Zing Forum

Reading

Claw-Eval: A New Benchmark for Building a Trustworthy Autonomous Agent Evaluation System

Claw-Eval is an end-to-end autonomous agent evaluation suite that addresses three key flaws in existing benchmarks through trajectory-aware scoring, fine-grained safety and robustness testing, and multi-modal task coverage.

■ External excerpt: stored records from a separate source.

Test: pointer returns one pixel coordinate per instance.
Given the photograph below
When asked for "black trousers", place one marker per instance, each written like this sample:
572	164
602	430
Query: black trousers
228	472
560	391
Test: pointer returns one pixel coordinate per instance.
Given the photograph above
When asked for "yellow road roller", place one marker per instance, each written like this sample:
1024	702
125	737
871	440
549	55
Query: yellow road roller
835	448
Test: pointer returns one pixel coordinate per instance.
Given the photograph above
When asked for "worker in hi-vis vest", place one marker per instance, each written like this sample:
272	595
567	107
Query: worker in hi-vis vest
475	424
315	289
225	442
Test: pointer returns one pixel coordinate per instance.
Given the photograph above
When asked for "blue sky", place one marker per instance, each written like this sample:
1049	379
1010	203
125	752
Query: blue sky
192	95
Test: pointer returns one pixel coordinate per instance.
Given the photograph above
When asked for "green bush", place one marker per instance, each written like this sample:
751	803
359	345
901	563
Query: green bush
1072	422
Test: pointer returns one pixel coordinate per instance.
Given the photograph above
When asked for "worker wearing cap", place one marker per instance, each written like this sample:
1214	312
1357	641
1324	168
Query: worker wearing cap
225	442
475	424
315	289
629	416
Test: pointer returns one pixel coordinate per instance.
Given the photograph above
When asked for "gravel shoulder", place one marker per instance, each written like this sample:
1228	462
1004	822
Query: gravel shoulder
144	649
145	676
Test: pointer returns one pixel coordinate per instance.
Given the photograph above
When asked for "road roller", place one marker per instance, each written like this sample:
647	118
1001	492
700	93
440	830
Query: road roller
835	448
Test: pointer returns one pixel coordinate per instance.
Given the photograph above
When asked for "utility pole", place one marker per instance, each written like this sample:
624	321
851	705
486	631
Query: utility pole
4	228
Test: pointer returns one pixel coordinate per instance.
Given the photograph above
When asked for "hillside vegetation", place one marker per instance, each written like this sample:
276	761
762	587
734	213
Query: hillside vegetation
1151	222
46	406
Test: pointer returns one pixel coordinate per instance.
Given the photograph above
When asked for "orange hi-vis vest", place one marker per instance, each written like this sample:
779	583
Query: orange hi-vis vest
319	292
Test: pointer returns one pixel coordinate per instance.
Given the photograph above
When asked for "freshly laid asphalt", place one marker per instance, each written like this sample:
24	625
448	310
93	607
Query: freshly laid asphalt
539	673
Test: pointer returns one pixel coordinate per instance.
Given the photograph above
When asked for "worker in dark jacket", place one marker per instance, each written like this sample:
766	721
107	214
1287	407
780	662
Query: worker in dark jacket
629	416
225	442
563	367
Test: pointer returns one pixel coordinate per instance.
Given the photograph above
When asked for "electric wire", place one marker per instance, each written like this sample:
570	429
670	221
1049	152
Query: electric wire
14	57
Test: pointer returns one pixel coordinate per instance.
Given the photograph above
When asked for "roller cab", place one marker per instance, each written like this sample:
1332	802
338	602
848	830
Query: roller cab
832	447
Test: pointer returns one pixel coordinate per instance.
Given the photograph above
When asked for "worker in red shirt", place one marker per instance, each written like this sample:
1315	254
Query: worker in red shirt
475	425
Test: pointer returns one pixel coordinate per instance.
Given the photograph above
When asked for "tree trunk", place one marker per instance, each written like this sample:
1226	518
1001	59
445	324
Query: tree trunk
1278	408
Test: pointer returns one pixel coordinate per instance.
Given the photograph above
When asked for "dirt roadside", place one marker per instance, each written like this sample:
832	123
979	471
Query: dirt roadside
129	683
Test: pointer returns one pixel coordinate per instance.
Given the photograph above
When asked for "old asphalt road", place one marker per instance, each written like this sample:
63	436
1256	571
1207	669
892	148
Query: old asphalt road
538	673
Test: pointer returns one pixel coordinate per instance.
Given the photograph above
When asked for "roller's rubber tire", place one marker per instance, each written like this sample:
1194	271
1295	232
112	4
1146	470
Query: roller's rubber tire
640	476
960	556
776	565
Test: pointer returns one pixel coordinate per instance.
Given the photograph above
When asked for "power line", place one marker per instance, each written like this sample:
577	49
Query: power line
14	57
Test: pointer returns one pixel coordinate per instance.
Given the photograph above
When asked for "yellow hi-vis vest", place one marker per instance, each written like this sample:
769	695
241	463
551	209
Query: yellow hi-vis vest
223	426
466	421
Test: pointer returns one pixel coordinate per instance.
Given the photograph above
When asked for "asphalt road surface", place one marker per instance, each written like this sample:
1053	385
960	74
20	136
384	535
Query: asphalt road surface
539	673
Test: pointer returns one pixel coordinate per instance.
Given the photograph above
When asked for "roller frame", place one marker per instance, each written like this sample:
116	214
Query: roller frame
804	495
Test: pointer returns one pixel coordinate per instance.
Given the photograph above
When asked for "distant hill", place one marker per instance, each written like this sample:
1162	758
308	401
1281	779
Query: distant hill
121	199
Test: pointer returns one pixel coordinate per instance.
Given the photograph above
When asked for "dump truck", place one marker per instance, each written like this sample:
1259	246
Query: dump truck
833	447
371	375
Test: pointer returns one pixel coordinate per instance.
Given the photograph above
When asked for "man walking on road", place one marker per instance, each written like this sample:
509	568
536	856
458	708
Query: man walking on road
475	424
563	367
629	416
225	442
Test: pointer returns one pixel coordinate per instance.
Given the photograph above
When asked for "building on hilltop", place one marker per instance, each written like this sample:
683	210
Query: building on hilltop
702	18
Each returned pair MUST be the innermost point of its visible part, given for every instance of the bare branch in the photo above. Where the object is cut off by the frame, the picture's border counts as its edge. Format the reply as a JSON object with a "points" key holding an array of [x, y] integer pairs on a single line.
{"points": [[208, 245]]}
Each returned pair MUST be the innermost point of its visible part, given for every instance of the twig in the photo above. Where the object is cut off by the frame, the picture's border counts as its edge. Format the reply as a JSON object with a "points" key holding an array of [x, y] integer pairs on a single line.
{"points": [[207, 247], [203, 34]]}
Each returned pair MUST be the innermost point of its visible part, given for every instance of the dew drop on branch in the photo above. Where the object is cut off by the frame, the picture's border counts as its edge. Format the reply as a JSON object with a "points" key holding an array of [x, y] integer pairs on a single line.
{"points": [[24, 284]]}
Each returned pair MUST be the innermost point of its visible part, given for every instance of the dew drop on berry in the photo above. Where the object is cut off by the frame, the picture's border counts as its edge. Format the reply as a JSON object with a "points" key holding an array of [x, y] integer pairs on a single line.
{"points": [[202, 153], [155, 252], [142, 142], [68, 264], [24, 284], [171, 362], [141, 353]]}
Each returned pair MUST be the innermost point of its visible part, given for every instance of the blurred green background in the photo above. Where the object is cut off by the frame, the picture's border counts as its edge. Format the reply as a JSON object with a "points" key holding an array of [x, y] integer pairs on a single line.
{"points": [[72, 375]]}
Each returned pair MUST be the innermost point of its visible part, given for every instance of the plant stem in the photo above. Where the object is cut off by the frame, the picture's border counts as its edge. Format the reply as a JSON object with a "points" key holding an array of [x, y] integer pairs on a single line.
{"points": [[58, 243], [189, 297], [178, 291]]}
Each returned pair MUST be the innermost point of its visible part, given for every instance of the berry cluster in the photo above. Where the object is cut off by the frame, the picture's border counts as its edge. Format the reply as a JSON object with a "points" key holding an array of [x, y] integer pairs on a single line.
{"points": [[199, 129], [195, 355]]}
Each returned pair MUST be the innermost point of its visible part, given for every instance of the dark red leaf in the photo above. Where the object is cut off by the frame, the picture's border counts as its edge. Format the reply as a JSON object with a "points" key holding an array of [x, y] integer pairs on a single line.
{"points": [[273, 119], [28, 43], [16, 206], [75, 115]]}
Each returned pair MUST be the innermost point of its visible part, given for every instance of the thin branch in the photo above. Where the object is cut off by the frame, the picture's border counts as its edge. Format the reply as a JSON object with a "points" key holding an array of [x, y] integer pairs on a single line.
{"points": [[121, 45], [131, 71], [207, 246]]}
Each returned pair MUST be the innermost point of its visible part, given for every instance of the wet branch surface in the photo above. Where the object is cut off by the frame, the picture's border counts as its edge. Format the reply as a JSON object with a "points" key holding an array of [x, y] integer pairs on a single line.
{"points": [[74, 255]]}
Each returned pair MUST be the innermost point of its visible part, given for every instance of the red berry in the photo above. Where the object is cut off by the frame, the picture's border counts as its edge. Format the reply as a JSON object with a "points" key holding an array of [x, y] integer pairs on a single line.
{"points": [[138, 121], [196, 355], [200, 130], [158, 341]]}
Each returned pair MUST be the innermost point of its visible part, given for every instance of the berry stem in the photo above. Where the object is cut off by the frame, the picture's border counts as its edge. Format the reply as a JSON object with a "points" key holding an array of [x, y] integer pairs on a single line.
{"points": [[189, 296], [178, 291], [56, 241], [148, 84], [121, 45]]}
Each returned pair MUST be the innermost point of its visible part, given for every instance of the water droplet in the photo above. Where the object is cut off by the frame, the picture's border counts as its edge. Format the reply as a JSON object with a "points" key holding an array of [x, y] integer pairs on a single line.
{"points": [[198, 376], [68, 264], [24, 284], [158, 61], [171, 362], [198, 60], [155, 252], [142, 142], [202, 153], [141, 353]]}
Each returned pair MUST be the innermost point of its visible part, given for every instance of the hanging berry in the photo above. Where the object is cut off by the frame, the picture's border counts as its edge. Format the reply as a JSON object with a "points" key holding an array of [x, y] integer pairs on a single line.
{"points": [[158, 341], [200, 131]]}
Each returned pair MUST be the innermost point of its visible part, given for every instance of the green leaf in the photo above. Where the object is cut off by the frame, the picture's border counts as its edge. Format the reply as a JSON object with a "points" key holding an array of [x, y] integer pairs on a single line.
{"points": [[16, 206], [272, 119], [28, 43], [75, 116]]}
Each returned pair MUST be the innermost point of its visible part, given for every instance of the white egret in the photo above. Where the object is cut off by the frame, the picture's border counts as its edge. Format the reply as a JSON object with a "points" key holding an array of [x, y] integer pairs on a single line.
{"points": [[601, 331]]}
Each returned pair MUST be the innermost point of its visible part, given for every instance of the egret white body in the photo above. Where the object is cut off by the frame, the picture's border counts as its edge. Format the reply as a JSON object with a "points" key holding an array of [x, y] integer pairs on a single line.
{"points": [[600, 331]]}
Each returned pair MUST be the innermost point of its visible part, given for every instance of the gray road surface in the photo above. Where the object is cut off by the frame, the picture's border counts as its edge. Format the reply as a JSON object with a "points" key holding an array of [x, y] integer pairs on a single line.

自主智能体LLM评估基准测试安全性评估多模态轨迹感知鲁棒性测试
Published 2026-04-08 01:43Recent activity 2026-04-08 11:18Estimated read 5 min
Claw-Eval: A New Benchmark for Building a Trustworthy Autonomous Agent Evaluation System
1

Section 01

[Introduction] Claw-Eval: A New Benchmark for Building Trustworthy Autonomous Agent Evaluation

Claw-Eval is an end-to-end evaluation suite designed to address three key flaws in existing autonomous agent benchmarks: opaque trajectory scoring mechanisms, unclear definitions for safety and robustness evaluation, and limited modal coverage. Through trajectory-aware scoring, fine-grained safety and robustness testing, and multi-modal task coverage, it provides a new evaluation framework for building trustworthy autonomous agents.

2

Section 02

Systematic Flaws in Existing Agent Evaluation

Current mainstream evaluation methods use opaque trajectory scoring, which misses up to 44% of safety violations and 13% of robustness failure cases; safety and robustness evaluations lack standardized definitions, making results difficult to compare and reproduce; and they focus on single modalities or limited interaction scenarios, failing to reflect the complex needs of the real world.

3

Section 03

Core Design Philosophy of Claw-Eval

Claw-Eval is built around task diversity, evidence integrity, and scoring refinement: it includes 300 human-validated tasks (9 categories, 3 groups: general service orchestration, multi-modal perception and generation, multi-turn professional dialogue); records agent actions through three evidence channels: execution trajectories, audit logs, and environment snapshots; and establishes a quantitative system with 2159 fine-grained scoring items.

4

Section 04

Multi-dimensional Scoring Protocol of Claw-Eval

The scoring protocol evaluates from three dimensions: completion (task goal achievement), safety (compliance with safety norms), and robustness (stability against disturbances); it uses multiple statistical indicators: average score reflects overall level, Pass@k measures peak capability, and Pass^k reflects consistency and reliability.

5

Section 05

Key Findings from Claw-Eval Experiments

Testing on 14 cutting-edge models revealed: traditional opaque trajectory evaluation misses nearly half of safety violations and over 10% of robustness issues; error injection mainly affects consistency (Pass^3 drops by up to 24%) rather than peak capability (Pass@3 remains stable); multi-modal performance varies significantly—most models perform worse in video understanding tasks than in document and image tasks, and no model dominates all modalities.

6

Section 06

Practical Guidance from Claw-Eval for Agent Development

Developers need to focus on capability, safety, and reliability simultaneously: establish process monitoring mechanisms instead of just result verification; consider robustness (adversarial testing, disturbance injection) during the design phase; optimize multi-modal processing capabilities for specific scenarios; use fine-grained scoring to identify weaknesses (e.g., strengthen alignment training for low safety scores, improve reasoning consistency for robustness fluctuations).

7

Section 07

Significance and Outlook of Claw-Eval

Claw-Eval is an important advancement in the field of autonomous agent evaluation. It provides a more trustworthy and comprehensive evaluation framework, helps understand the current capability boundaries of agents, and points the way for building more trustworthy and reliable autonomous agents in the future.